Stage 4 involved discussing which intervention component to implement. The treatment service implemented SMS reminders to prompt clients of their upcoming comprehensive assessment. This intervention was selected after considering the APEASE criteria: text reminders were deemed acceptable by peer mentors, easy to implement, potentially effective as indicated by previous research, and affordable with no anticipated spillover effects. Regarding equity, messages could not be sent to those without a mobile however the comprehensive assessment is conducted via telephone. Amendments and recommendations were made to a 7-day letter that the service was sending to ‘high risk’ people who missed their appointment. The letter was re-framed as an ‘invitation to re-book’ letter, using guidance from the EAST framework (Service et al., 2012), targeted motivation, Behaviour Change Techniques (Michie et al., 2013), and health literacy guidelines. It was recommended to send this letter to all clients who missed their appointment regardless of previous identified risk.  Recommendations were made to improve the content of the website to target some of the motivational barriers and a resource toolkit is being reviewed to support recovery goals. Preliminary results indicated an increase in attendance to the comprehensive assessment, although Christmas and Dry January may have had an impact in terms of clients missing appointments over Christmas and a general trend of increased referrals for January. Furthermore, it is hard to evaluate which techniques were effective in the intervention due to co-occurring changes being implemented. However, within ‘real-life’ settings it is important for treatment services to make changes when and where possible.

Behavioural science has provided a toolkit to understand attrition. Whilst further data on appointment attendance is being explored, the same behavioural science principles are being used to explore Alcohol Treatment Requirements as part of Community Orders. The work to date has involved understanding the problem and identifying the barriers/facilitators for the different stakeholders (probation, court, treatment services, and the offender), ahead of identifying intervention options.

References

Black, C. (2020). Review of drugs: executive summary.
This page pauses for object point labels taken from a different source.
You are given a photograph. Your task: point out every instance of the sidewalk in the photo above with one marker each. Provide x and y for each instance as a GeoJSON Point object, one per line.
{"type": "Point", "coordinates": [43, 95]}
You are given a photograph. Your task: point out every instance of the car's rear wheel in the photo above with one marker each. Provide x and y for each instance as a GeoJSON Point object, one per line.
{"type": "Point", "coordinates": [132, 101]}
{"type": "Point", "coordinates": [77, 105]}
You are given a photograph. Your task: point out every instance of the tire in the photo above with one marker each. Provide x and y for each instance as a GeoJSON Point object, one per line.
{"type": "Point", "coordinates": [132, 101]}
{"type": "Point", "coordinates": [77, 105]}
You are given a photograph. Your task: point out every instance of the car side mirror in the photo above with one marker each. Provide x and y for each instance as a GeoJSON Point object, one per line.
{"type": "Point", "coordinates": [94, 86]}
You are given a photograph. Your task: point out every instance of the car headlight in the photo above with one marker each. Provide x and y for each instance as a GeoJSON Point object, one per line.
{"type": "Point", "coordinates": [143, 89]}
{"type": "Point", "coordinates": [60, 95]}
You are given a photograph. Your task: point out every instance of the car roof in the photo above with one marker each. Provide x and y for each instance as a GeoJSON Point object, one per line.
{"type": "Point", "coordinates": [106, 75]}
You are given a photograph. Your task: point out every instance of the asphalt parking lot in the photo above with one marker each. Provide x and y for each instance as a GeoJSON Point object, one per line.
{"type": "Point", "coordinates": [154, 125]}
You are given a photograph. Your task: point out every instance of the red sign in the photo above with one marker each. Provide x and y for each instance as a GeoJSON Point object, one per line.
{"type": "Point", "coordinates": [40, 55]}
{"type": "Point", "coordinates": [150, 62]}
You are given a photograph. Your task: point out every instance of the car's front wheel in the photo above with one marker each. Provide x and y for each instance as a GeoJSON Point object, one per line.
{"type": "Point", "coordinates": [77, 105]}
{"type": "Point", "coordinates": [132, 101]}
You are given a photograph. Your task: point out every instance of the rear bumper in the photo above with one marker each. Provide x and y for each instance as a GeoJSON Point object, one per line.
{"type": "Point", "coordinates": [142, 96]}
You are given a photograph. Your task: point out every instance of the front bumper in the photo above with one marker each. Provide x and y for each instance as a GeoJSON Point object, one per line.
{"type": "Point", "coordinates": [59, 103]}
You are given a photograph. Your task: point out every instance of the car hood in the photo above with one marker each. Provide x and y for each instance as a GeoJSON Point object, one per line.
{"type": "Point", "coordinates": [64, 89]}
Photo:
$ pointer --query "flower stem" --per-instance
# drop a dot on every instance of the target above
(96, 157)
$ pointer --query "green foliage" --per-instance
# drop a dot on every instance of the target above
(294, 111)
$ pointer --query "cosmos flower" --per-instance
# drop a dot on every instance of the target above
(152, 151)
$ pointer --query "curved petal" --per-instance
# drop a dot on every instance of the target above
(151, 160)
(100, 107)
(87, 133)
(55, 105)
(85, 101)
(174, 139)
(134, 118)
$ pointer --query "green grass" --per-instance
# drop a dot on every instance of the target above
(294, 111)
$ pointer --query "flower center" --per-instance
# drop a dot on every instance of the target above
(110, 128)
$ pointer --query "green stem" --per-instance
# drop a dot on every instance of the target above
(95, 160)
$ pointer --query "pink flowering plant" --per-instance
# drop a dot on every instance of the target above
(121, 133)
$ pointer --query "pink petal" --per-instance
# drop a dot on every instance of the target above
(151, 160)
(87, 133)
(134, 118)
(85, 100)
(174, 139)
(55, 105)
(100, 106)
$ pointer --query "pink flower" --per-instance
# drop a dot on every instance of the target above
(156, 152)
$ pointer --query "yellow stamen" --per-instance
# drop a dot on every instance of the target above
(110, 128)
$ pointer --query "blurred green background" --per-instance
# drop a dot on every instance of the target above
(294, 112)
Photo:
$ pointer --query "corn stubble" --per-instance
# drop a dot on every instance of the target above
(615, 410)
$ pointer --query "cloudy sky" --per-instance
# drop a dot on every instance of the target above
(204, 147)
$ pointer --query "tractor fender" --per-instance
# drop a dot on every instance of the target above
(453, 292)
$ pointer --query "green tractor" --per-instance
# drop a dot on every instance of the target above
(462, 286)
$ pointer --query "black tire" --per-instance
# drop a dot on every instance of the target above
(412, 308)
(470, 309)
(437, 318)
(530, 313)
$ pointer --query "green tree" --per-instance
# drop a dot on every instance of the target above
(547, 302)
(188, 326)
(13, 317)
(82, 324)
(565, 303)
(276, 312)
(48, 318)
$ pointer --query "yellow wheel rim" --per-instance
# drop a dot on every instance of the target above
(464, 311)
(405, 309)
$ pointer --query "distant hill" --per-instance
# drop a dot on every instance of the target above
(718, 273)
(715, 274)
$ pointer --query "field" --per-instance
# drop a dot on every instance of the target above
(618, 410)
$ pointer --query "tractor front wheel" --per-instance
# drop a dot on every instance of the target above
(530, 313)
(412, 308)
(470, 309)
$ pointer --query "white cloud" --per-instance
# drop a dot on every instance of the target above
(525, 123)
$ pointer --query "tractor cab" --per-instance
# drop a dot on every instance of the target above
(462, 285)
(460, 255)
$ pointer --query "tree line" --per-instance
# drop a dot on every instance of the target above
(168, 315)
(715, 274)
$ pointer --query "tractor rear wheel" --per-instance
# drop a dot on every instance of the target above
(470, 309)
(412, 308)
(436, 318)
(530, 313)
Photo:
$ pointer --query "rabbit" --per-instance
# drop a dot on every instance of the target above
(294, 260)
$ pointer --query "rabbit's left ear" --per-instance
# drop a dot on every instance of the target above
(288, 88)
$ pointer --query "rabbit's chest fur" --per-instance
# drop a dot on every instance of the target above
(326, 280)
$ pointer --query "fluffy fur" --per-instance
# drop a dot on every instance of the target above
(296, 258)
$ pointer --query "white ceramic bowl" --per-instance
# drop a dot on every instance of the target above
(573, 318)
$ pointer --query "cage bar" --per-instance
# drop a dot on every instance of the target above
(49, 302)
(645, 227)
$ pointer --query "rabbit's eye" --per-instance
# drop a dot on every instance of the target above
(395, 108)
Black, C. (2021). Review of drugs part two: prevention, treatment and recovery: annexesDepartment of Health & Social Care.
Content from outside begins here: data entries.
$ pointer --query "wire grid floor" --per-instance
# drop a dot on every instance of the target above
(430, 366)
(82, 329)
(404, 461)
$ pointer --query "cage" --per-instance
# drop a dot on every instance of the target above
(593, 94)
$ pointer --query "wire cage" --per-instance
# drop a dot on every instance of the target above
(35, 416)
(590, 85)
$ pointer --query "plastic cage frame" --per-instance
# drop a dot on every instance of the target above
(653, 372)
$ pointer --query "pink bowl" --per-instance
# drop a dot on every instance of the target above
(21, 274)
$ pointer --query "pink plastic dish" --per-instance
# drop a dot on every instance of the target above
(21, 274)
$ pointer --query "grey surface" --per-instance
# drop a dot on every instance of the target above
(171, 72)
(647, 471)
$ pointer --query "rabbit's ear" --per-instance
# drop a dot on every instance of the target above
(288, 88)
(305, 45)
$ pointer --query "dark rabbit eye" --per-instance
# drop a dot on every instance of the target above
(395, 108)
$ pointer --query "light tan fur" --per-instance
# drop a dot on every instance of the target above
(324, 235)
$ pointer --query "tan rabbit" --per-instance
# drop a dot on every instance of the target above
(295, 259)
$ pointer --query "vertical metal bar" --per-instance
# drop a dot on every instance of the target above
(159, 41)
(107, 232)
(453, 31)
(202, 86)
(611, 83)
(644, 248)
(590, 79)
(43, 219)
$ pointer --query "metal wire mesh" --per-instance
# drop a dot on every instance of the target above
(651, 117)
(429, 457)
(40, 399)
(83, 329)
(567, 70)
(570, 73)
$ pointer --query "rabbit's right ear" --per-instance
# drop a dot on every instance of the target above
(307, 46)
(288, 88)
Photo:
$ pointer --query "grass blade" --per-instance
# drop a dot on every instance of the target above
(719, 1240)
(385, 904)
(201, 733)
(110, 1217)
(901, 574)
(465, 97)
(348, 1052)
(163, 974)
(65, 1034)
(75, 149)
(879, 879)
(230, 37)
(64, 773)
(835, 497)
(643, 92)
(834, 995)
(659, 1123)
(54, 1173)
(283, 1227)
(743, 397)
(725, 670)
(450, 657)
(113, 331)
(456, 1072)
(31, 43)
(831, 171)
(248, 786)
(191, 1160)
Boksmati, N., Butler-Henderson, K., Anderson, K., & Sahama, T. (2016). The effectiveness of SMS reminders on appointment attendance: a meta-analysis. Journal of medical systems, 40, 1-10.

Guitar, N. A. (2017). Why can’t patients last the wait? Decreasing substance abuse treatment waiting list attrition. University of Western Ontario Medical Journal, 86(2), 40-41.

HM Government (2021). From harm to hope - A 10-year drugs plan to cut crime and save lives.

Michie, S., Van Stralen, M. M., & West, R. (2011). The behaviour change wheel: a new method for characterising and designing behaviour change interventions. Implementation science, 6(1), 1-12.

Michie, S., Richardson, M., Johnston, M., Abraham, C., Francis, J., Hardeman, W., Eccles, M. P., Cane, J., & Wood, C. E. (2013). The behavior change technique taxonomy (v1) of 93 hierarchically clustered techniques: building an international consensus for the reporting of behavior change interventions. Annals of Behavioral Medicine, 46(1), 81-95. doi: 10.1007/s12160-013-9486-6.

Redko, C., Rapp, R. C., & Carlson, R. G. (2006). Waiting time as a barrier to treatment entry: perceptions of substance users. Journal of Drug Issues, 36(4), 831-852.

Service, O., Hallsworth, M., Halpern, D., Algate, F., Gallagher, R., Nguyen, S., Ruda, S., Sanders, M., Pelenur, M., Gyani, A., Harper, H., Reinhard, J., & Kirkman, E. (2012). EAST: Four simple ways to apply behavioural insights.